Disponible sur la plateforme de distribution Steam pour 26 euros et sur le Xbox Game Pass (le service d’abonnement sur Pc et console de Microsoft) depuis vendredi, le jeu connaît déjà un certain succès. Dès samedi, Palworld s’écoulait à 86.000 unités par heure. Lundi, le studio annonçait avoir dépassé les 5 millions de ventes. Toutefois, Pocketpair ne précise pas la proportion d’unités vendues avec le Gamepass.
Le jeu s’est également hissé parmi les titres les plus populaires sur Steam en cumulant plus d’1,5 millions de joueurs sur la plateforme. Il a ainsi dépassé des jeux comme Baldur’s Gate 3, Elden Ring, Hogwarts Legacy ou encore, Cyberpunk 2077.
Les streamers se sont rapidement emparés du jeu et, à l’heure actuelle, «Palworld» cumule plus de 345.000 spectateurs en simultané sur la plateforme de vidéos en direct Twitch.
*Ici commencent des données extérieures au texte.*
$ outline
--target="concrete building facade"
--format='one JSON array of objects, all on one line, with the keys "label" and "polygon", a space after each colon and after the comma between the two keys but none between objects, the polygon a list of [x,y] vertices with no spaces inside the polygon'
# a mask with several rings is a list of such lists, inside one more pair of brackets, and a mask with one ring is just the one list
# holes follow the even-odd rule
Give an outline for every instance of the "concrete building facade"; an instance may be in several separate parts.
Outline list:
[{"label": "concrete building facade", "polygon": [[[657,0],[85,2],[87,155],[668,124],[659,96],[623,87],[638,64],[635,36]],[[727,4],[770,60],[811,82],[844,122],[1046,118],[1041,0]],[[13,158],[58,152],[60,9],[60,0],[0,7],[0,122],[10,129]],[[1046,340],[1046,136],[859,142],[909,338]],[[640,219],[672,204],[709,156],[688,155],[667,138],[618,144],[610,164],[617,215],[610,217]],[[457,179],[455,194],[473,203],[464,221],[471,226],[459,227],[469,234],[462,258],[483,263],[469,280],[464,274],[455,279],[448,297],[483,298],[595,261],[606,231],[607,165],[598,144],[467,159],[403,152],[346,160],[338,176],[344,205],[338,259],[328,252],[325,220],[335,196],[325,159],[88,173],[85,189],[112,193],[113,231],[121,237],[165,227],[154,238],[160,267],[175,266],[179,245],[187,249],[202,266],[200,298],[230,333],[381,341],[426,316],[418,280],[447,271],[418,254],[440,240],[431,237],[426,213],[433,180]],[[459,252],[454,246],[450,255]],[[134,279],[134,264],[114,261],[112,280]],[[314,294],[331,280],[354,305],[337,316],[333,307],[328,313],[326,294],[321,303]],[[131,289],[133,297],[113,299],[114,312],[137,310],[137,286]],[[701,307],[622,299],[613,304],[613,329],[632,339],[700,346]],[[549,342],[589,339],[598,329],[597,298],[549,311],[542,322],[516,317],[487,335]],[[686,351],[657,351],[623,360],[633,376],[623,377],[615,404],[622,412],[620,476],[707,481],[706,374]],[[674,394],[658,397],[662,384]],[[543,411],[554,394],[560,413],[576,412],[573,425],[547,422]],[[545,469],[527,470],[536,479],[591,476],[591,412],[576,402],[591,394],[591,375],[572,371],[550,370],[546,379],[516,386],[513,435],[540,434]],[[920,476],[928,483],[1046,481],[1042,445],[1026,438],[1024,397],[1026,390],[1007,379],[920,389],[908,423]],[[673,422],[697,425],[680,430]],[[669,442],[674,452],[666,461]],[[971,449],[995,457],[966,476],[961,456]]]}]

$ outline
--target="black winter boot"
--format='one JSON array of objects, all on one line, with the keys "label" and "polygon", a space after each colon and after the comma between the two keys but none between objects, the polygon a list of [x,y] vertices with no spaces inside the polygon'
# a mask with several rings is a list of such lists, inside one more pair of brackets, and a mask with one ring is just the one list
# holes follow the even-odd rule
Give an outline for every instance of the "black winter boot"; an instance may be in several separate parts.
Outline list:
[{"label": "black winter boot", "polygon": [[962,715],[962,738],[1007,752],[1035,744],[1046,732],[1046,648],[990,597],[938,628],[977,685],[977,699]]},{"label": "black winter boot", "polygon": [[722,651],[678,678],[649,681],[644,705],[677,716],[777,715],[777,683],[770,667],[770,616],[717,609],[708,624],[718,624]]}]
De même sur le réseau social chinois TikTok, où pullulent des vidéos d’utilisateurs partageant leurs découvertes de «Palworld».
« Le jeu est taillé pour être diffusé : il est facile à prendre en main et il offre des surprises efficaces en rappelant d’autres jeux populaires aux internautes. Ici, en l’occurrence, Pokémon et Fortnite», analyse Julien Djoubri, spécialiste des nouvelles technologies et fondateur de Point’n Think. «Et puis, il offre une expérience plus adulte avec une plus grande liberté…Ce qui est réclamé par les adeptes de Pokémon depuis longtemps».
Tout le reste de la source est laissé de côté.